Nunc ergo provideat rex virum sapientem et industrium, et præficiat eum Terræ Ægypti:
34 Ülke çapında adamlar görevlendirmeli, bunlar yedi bolluk yılı boyunca ürünlerin beşte birini toplamalı.
Qui constituat præpositos per cunctas regiones: et quintam partem fructuum per septem annos fertilitatis,
35 Gelecek verimli yılların bütün yiyeceğini toplasınlar, firavunun yönetimi altında kentlerde depolayıp korusunlar.
qui iam nunc futuri sunt, congreget in horrea: et omne frumentum sub Pharaonis potestate condatur, serveturque in urbibus.
36 Bu yiyecek, gelecek yedi kıtlık yılı boyunca Mısır'da ihtiyat olarak kullanılacak, ülke kıtlıktan kırılmayacak.”
Et præparetur futuræ septem annorum fami, quæ oppressura est Ægyptum, et non consumetur terra inopia.
37 Bu öneri firavunla görevlilerine iyi göründü.
Placuit Pharaoni consilium et cunctis ministris eius:
38 Firavun görevlilerine, “Bu adam gibi Tanrı Ruhu'na sahip birini bulabilir miyiz?” diye sordu.
locutusque est ad eos: Num invenire poterimus talem virum, qui spiritu Dei plenus sit?

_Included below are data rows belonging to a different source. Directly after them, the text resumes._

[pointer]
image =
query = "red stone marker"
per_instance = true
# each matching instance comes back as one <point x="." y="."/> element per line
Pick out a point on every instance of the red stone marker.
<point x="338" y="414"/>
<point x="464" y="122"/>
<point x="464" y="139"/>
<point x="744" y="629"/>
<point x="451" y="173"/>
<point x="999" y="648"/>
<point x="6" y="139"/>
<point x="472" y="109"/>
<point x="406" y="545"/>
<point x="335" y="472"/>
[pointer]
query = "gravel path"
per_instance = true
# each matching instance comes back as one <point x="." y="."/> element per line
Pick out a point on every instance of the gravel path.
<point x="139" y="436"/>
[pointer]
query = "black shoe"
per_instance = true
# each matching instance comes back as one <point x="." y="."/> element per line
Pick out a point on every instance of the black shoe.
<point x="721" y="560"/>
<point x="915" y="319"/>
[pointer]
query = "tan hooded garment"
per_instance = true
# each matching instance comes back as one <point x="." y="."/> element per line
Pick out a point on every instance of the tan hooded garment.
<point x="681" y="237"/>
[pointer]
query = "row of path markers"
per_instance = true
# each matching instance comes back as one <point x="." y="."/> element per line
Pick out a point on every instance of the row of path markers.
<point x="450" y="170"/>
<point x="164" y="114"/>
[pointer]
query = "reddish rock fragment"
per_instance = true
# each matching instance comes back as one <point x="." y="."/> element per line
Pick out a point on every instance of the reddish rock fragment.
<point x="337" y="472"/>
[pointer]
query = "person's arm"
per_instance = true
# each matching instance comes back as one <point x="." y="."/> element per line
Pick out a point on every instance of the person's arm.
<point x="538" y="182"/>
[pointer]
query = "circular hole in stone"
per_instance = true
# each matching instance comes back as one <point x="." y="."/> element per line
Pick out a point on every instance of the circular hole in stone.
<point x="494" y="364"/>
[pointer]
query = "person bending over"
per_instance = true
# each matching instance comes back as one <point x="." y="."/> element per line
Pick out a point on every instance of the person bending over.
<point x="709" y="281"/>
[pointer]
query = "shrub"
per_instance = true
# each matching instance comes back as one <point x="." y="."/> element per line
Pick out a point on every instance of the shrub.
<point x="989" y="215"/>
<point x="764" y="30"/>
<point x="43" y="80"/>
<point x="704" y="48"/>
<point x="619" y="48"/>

39 Sonra Yusuf'a, “Madem Tanrı bütün bunları sana açıkladı, senden daha akıllısı, bilgilisi yoktur” dedi,
Dixit ergo ad Ioseph: Quia ostendit tibi Deus omnia quæ locutus es, numquid sapientiorem et consimilem tui invenire potero?
40 “Sarayımın yönetimini sana vereceğim. Bütün halkım buyruklarına uyacak. Tahttan başka senden üstünlüğüm olmayacak.
Tu eris super domum meam, et ad tui oris imperium cunctus populus obediet: uno tantum regni solio te præcedam.
41 Seni bütün Mısır'a yönetici atıyorum.”
Dixitque rursus Pharao ad Ioseph: Ecce, constitui te super universam terram Ægypti.
42 Sonra mührünü parmağından çıkarıp Yusuf'un parmağına taktı. Ona ince ketenden giysi giydirdi. Boynuna altın zincir taktı.
Tulitque annulum de manu sua, et dedit eum in manu eius: vestivitque eum stola byssina, et collo torquem auream circumposuit.
43 Onu kendi yardımcısının arabasına bindirdi. Yusuf'un önünde, “Yol açın!” diye bağırdılar. Böylece firavun ona bütün Mısır'ın yönetimini verdi.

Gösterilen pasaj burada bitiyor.